Okay!! Now I must have one of these. That is one tactical bad a** looking slingshot. Very nice mod there JPD!!


----------



## justplainduke

Thanks all


----------



## Rayshot

Quote; Sanding the frame first would be a better idea. I didn't but it's still holding up.

That was what I was curious about. It looks cool in black. Thanks for sharing all that you have done with the Bird.


----------



## wd40

Duke,

A very good thread.

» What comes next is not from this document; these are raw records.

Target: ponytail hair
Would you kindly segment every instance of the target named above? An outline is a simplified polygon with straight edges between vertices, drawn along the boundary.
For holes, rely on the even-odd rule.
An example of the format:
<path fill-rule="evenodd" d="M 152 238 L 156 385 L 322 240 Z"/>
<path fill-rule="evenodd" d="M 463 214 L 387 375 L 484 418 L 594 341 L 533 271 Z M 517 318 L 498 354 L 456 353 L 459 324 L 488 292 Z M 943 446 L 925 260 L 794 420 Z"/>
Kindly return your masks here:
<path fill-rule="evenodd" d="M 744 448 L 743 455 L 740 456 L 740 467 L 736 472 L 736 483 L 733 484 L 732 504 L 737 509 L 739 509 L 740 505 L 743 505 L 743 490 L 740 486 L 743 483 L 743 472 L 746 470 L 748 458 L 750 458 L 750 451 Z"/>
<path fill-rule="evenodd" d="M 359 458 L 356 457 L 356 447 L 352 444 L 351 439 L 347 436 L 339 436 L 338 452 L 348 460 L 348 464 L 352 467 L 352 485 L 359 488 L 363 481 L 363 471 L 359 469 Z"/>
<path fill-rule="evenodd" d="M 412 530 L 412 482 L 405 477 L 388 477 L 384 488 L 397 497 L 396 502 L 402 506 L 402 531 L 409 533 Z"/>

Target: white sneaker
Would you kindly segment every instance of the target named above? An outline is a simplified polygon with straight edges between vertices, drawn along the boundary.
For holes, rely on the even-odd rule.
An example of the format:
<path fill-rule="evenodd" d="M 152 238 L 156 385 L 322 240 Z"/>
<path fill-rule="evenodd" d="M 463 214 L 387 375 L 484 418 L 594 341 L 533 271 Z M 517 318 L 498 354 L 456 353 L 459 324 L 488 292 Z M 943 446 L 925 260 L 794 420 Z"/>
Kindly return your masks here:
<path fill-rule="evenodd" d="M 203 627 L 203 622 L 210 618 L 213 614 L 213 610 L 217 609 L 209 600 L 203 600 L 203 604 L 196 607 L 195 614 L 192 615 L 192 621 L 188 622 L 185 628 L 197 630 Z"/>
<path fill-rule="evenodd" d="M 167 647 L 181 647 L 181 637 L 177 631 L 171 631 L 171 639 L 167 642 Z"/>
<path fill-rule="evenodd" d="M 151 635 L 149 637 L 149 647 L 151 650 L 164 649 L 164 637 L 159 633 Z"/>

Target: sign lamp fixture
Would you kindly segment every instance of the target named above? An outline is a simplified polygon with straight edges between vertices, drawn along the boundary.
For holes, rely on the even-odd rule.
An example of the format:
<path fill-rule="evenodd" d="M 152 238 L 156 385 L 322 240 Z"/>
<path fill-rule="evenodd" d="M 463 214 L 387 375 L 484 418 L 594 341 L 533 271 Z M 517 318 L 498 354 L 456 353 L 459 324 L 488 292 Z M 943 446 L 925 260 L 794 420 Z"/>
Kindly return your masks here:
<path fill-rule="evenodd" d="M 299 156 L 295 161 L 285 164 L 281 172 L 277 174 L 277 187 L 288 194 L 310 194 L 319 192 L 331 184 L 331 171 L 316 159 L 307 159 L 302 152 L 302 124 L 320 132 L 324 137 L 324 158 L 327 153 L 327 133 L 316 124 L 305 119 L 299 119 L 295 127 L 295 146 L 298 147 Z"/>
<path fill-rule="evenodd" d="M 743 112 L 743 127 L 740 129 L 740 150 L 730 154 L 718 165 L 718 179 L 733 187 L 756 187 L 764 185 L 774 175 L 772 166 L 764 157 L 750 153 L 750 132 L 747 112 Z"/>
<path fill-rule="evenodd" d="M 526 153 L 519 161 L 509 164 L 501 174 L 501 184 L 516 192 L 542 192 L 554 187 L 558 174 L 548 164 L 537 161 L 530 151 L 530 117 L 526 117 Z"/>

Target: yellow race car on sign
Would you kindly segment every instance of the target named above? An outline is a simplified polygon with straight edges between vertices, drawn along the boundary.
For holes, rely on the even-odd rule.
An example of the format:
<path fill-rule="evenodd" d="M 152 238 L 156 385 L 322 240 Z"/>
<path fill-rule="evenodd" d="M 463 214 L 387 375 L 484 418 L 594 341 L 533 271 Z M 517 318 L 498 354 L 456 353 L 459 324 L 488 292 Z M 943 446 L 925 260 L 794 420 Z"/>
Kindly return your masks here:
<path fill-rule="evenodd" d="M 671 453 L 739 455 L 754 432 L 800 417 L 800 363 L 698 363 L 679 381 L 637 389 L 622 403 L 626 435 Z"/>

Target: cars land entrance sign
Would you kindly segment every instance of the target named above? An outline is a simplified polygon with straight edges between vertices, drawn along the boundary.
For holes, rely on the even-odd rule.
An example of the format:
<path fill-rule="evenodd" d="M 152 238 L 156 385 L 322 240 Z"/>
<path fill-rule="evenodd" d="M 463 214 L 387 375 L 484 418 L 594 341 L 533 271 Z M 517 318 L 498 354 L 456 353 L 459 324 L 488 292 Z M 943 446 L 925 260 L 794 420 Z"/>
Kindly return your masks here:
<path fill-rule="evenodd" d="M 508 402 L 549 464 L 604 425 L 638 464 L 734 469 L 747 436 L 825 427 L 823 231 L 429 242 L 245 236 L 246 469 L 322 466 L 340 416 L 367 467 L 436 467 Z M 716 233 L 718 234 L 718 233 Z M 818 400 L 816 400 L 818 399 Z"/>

Thanks for your example of taking something you really like and turning it into something you love.

WD40


----------



## Scooby

now that looks like a real tactical ninja sling!









Scooby


----------



## justplainduke

Scooby said:


> now that looks like a real tactical ninja sling!
> 
> 
> 
> 
> 
> 
> 
> 
> 
> Scooby


It shoots like one too; silent and deadly!


----------



## AZshooter

You might have molded a Fimo (plastic clay} handle...baked it...and then plasti dip spray finish...or possibly a hard rubber grip like those used on pistols...I also have recently recieved a Toucan from Dankung and may try one of these modifications.


----------



## Gregor-Y

e~shot said:


> Glad to know you like it. you can warp a tennis or badminton grip tape to it for much comfort.


nice idea!


----------



## marcus sr

love how you worked the sling,they woulda been better making em that way in the first place lol


----------



## Daniel J

cool, i like the idea of modifying the holes into ott and also the spray. i should try it next time.


----------